Karya-karya budaya nusantara dalam konteks peradaban dunia seperti Wedhatama, Nitisastra, Mahabharata dan Ramayana memberikan beberapa inspirasi untuk melepaskan kita dari kegelisahan diri.Guna menciptakan kedamaian dalam diri (InnerPEACE), selanjutnya mewujudkan Kasih yang mengikat masyarakat majemuk dalam Persaudaraan (CommunalLOVE)—baik sebagai satu komunitas bangsa maupundengan bangsa-bangsa lain di dunia dalam bentuk karya tanpa pamrih, sehingga akan tercapai KeselarasanGlobal (GlobalHARMONY).
Jalannya Acara
Sarasehan Budaya, 1 September 2014, yang diselenggarakan dalam rangka memperingati Hari Bhakti Bagi Ibu Pertiwi yang ke-10 mengambil tema berkarya tanpa pamrih pribadi dan golongan. Menampilkan para pembicara seperti Prof. Marsono, Prof. Made Suastika dan Prof. Sri Rochana yang memaparkan mengenai budaya luhur kita yaitu bekerja tanpa pamrih dari sudut pandang profesi, serta kaitannya dengan budaya lokal dari masing-masing daerah tempat mereka tinggal.
Sentuhan detail panggung dan antusiasme peserta membuat acara ini menjadi terlihat megah dan luar biasa. Dan yang paling menonjol dalam sarasehan kali ini adalah pertemuan antara Jawa, Bali dan Sunda. Perpaduan yang apik dari para pembicara floor, Ibu Ari Wulandari yang mewakili UGM, Ki Demang dari Sunda Wiwitan dan Pak Yudhanegara yang mewakili para profesional mengutarakan pendapat mereka bahwa budaya tanpa pamrih masih sangat relevan untuk menjadi gaya hidup manusia modern saat ini.

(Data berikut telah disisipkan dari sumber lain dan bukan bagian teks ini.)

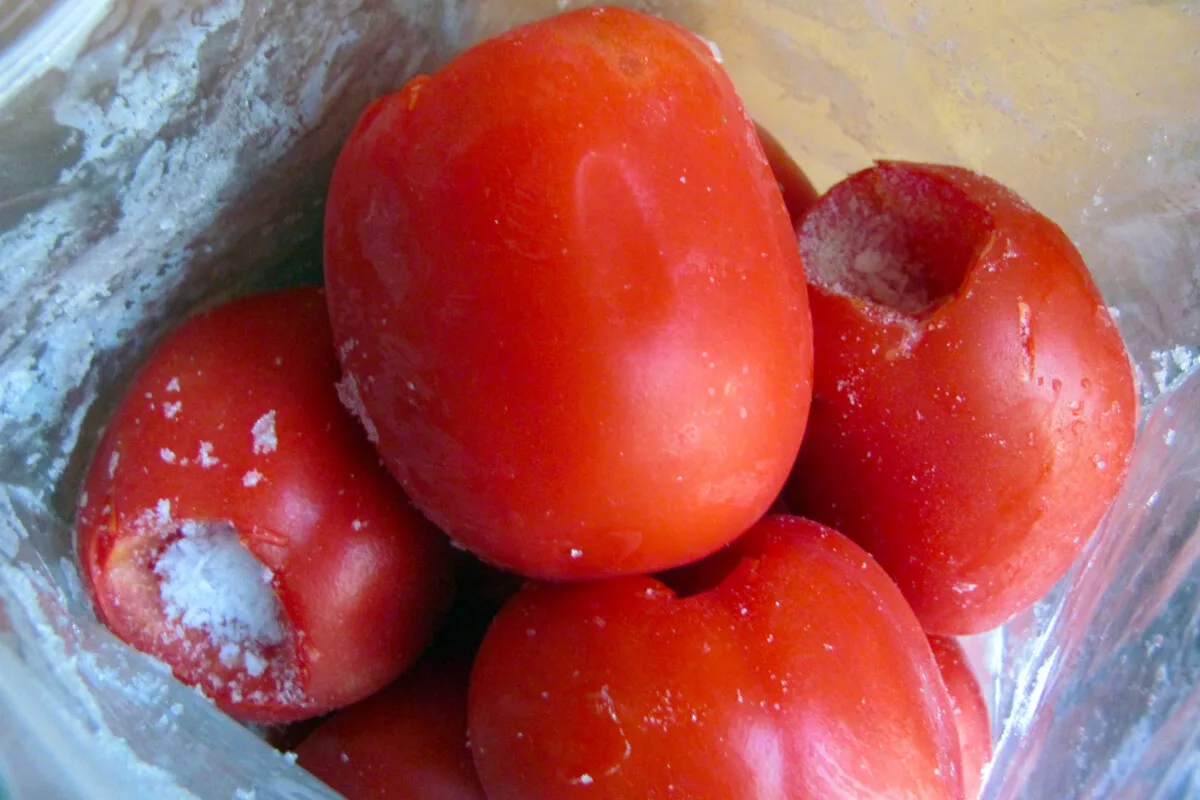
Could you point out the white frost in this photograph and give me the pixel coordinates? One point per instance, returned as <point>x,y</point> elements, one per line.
<point>213,583</point>
<point>264,434</point>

Dalam acara tersebut juga menampilkan pentas seni drama yang bertema fragmen kegelisahan Arjuna di Medan perang Kurukshetra yang dipersembahkan oleh adik-adik dari One Earth School Bali. Cerita ini disuguhkan dengan didukung oleh visualisasi dan musik yang membuat sebagian besar peserta merasa terkesan.

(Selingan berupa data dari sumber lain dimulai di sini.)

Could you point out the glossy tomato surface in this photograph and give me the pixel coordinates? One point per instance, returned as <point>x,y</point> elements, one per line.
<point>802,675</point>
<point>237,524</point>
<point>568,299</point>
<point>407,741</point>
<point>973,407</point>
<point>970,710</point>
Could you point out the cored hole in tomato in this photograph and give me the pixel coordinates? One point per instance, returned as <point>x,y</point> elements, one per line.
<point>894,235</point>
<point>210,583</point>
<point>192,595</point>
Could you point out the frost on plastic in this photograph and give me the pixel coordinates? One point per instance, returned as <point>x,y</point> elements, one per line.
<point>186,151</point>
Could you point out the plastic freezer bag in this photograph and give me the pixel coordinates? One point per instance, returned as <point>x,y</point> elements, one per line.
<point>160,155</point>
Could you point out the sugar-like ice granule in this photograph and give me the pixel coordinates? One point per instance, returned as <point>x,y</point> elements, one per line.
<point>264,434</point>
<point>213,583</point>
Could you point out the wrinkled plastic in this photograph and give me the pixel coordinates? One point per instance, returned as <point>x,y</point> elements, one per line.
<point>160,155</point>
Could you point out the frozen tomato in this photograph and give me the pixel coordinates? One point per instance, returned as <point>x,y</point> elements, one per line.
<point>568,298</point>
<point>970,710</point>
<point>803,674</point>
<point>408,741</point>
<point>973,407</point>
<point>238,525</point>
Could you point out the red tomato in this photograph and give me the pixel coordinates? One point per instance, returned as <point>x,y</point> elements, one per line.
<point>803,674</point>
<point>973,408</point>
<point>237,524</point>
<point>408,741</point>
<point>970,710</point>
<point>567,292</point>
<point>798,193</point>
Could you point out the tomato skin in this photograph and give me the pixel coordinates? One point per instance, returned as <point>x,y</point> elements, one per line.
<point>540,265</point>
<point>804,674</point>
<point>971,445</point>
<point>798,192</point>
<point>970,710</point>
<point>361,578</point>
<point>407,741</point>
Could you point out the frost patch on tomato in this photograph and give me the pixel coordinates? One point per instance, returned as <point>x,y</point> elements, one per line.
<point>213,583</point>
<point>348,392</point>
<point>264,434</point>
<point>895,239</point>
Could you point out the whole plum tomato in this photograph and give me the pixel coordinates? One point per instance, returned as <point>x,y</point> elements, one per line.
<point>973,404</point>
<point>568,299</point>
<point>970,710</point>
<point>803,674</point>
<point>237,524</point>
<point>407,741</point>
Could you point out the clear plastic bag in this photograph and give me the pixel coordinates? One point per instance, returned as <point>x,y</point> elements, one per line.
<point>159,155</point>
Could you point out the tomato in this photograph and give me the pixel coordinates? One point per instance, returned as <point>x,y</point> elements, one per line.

Dan pada acara kali ini, selain sarasehan budaya, juga ada penganugerahan ambassador for global harmony award kepada Prof. Ahmad Syafi’i Ma’arif yang dalam pidato singkatnya, beliau mengutarakan mimpinya “bahwa planet kita yang satu ini, hanya bisa bertahan lama kalau kita memang mau hidup bersaudara. Bersaudara dalam perbedaan dan berbeda dalam persaudaraan”. Beliau juga menambahkan bahwa bumi ini adalah milik semua, bukan hanya milik sebagian orang saja.